Better and More Lasting

The surah then names the eye’s temptation without detour:

﴿بَلْ تُؤْثِرُونَ الْحَيَاةَ الدُّنْيَا﴾

Rather, you prefer the life of this world.

And it restores the balance with a phrase that re-orders all my ladders:

﴿وَالْآخِرَةُ خَيْرٌ وَأَبْقَى﴾

While the Hereafter is better and more lasting.

Two criteria settle every debate: khayr in value, abqā in permanence. And then the reason for my old anxiety becomes clear: I was asking the pasture to give me lasting, and summits that wither to give me peace, and I returned empty no matter how high I climbed. When al-abqā becomes the reference, the fear of falling quiets; because I no longer suspend my height on something that changes colour each season.

Ancient Pages

The surah seals this law with a seal that reassures mind and memory:

﴿إِنَّ هَذَا لَفِي الصُّحُفِ الْأُولَى ۝ صُحُفِ إِبْرَاهِيمَ وَمُوسَى﴾

Indeed, this is in the former scriptures — the scriptures of Ibrāhīm and Mūsā.

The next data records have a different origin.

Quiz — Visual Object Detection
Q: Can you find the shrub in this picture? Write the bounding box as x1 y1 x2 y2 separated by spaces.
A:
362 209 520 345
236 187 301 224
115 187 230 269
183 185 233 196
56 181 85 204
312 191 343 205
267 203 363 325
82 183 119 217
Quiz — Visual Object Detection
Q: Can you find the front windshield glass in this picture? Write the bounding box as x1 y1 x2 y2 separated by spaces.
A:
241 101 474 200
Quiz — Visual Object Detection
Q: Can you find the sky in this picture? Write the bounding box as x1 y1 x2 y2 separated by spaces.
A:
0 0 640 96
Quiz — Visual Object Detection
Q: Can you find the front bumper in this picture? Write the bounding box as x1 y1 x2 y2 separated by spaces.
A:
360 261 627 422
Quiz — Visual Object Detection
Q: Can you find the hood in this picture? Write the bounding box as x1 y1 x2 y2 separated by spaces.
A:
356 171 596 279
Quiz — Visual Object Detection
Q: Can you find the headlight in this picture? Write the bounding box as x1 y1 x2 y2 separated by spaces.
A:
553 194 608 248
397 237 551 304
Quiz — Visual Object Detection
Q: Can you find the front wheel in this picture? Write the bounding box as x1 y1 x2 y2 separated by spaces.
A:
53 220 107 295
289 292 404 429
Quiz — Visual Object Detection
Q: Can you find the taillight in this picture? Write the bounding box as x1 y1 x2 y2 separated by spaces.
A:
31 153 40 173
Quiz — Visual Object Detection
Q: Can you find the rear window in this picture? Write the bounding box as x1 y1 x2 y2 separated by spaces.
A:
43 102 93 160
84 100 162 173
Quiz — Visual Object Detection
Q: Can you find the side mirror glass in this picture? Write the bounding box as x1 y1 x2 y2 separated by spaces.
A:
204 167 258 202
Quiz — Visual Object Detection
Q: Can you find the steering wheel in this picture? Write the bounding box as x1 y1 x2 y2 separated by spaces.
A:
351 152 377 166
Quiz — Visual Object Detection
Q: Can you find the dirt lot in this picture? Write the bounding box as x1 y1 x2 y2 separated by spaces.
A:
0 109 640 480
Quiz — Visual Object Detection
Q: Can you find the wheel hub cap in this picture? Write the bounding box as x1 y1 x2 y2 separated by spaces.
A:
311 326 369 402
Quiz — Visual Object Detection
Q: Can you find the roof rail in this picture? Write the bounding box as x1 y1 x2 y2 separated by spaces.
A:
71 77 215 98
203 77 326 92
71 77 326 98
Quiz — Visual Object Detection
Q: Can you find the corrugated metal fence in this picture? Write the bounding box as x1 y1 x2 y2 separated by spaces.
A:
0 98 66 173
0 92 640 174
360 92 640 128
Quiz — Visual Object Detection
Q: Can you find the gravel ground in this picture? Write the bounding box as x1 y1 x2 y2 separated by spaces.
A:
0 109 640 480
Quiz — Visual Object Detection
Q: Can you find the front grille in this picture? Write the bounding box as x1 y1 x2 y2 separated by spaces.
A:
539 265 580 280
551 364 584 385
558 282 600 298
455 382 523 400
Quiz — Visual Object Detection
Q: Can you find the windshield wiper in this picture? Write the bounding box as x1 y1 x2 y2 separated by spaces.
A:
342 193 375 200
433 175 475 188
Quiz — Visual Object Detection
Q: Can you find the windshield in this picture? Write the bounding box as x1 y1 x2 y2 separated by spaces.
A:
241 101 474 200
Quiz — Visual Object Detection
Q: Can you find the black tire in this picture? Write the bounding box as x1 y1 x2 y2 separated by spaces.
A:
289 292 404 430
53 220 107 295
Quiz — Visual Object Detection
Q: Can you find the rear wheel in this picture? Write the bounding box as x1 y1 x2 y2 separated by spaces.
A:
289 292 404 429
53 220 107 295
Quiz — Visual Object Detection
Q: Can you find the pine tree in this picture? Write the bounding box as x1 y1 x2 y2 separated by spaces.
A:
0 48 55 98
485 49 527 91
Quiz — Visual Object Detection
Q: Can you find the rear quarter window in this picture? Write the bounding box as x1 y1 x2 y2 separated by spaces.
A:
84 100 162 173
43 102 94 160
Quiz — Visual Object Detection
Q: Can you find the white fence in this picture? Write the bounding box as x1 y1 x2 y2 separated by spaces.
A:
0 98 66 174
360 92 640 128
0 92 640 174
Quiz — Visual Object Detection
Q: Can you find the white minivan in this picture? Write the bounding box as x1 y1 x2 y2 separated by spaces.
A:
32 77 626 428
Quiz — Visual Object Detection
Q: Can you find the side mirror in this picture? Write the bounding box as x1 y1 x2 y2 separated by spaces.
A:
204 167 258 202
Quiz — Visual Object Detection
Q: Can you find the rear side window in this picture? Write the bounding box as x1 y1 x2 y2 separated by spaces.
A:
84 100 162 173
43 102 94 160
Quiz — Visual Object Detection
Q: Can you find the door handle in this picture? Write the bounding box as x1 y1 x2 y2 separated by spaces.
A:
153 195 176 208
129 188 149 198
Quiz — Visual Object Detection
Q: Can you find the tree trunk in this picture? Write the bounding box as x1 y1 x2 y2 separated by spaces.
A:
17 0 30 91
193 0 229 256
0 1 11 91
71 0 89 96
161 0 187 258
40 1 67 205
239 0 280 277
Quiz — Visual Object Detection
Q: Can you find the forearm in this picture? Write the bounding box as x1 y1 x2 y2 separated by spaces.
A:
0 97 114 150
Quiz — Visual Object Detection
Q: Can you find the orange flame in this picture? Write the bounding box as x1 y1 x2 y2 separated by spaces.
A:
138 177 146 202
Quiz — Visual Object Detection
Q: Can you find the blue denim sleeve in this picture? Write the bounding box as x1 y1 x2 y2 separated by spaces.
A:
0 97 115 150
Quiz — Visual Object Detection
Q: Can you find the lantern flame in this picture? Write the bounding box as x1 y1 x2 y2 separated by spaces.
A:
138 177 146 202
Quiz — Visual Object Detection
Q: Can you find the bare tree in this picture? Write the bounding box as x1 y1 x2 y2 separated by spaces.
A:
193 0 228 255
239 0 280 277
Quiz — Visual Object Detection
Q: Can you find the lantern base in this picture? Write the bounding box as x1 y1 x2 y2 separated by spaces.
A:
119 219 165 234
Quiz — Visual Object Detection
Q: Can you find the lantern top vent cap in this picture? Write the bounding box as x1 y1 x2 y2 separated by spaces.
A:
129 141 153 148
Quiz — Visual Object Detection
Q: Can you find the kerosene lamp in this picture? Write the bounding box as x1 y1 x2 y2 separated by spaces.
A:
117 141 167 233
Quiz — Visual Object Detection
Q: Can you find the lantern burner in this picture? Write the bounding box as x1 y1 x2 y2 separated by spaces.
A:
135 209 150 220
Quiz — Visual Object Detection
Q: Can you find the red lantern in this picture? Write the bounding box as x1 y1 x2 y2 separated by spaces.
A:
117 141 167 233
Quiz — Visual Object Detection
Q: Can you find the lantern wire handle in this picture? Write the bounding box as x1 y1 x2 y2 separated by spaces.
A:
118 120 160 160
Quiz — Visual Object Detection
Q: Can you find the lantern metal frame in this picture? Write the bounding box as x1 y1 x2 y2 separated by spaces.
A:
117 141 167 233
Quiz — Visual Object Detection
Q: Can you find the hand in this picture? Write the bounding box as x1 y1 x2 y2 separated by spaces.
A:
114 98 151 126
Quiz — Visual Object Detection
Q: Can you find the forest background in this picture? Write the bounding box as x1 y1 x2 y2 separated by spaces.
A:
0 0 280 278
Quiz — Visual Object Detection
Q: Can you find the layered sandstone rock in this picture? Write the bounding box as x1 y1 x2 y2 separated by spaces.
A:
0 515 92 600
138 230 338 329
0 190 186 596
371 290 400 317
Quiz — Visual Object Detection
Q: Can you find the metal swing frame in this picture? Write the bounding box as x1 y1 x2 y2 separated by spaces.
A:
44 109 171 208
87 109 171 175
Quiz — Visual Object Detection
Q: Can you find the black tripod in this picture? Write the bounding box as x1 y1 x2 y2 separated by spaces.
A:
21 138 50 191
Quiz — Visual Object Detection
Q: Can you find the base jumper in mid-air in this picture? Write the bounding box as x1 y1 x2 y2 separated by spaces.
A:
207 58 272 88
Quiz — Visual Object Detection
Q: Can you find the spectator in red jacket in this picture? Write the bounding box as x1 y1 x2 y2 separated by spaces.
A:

This closing is not merely a reminder of the message’s antiquity: it is a practical demonstration of the entire law. It is as though the surah were saying to me: look around you. Everything that existed in the time of Ibrāhīm (peace be upon him) has withered, and nothing remains from that era but what the Most High sent down; and the same is true of the time of Mūsā (peace be upon him). And the persistence of this remembrance across millennia — preserved in successive scriptures, reaching this heart that reads today — is a concrete witness that what descends from Him is not subject to the law of the earth, and that He alone is al-Bāqī.

The path of true elevation is as ancient as the human need for a mooring. The ladders that glitter and wither are only the repetition of one and the same temptation; only the names change, the reality stays the same.

What Withers Cannot Elevate

One leaves Surah Al-Aʿlā a little lighter, a little less breathless behind summits that grow their anxiety with them. The heart’s elevation is not borrowed from a pasture that withers; it is built on a fixed mooring: lightening by tazkiyah, returning the compass to the Name of the Most High, steadying by prayer.

The more I connect to what is khayr and abqā, the more my ascent becomes calm rather than trembling, a staircase that does not collapse under my feet. And when my forehead touches the earth as I pronounce Subḥāna Rabbi-l-Aʿlā, I finally understand that this chosen withering is the only true height granted to me.

Frequently Asked Questions

Why does the surah say sabbiḥ isma rabbika rather than sabbiḥ rabbaka?
Because the essence (dhāt) of the Most High is beyond being grasped. The Name is the bridge He extended from His side toward us: an access through which we knock at His door. The path to the Most High passes first through attachment to the Name He sent down so that His servants might be guided to Him.
What does the passage from pasture to darkened debris mean?
The fā' between akhraja-l-marʿā and jaʿalahu ghuthāʾ aḥwā is the signature of the law: there is no safe distance between the bringing forth and the withering. The withering was already latent within the verdure itself. What comes from the earth carries its end in its beginning; this is why it cannot serve as a mooring for the soul.
What is the meaning of illā mā shāʾa Allāh after fa-lā tansā?
It teaches that permanence is not an attribute of things. What Allah wills to remain, remains; what He does not will to remain returns to the law of withering. Even the promise made to the Prophet ﷺ does not step outside His will for the blink of an eye. Nothing subsists of itself: everything subsists through Him.
Why do we say specifically Subḥāna Rabbi-l-Aʿlā in prostration?
Because prostration is a voluntary withering. It is the only place where a creature can pronounce the Name of the Most High without lying to itself: in every other posture there remains a hidden residue of self-elevation. When the forehead touches the ground, the heart anticipates, by a daily gesture, the certain withering that awaits it.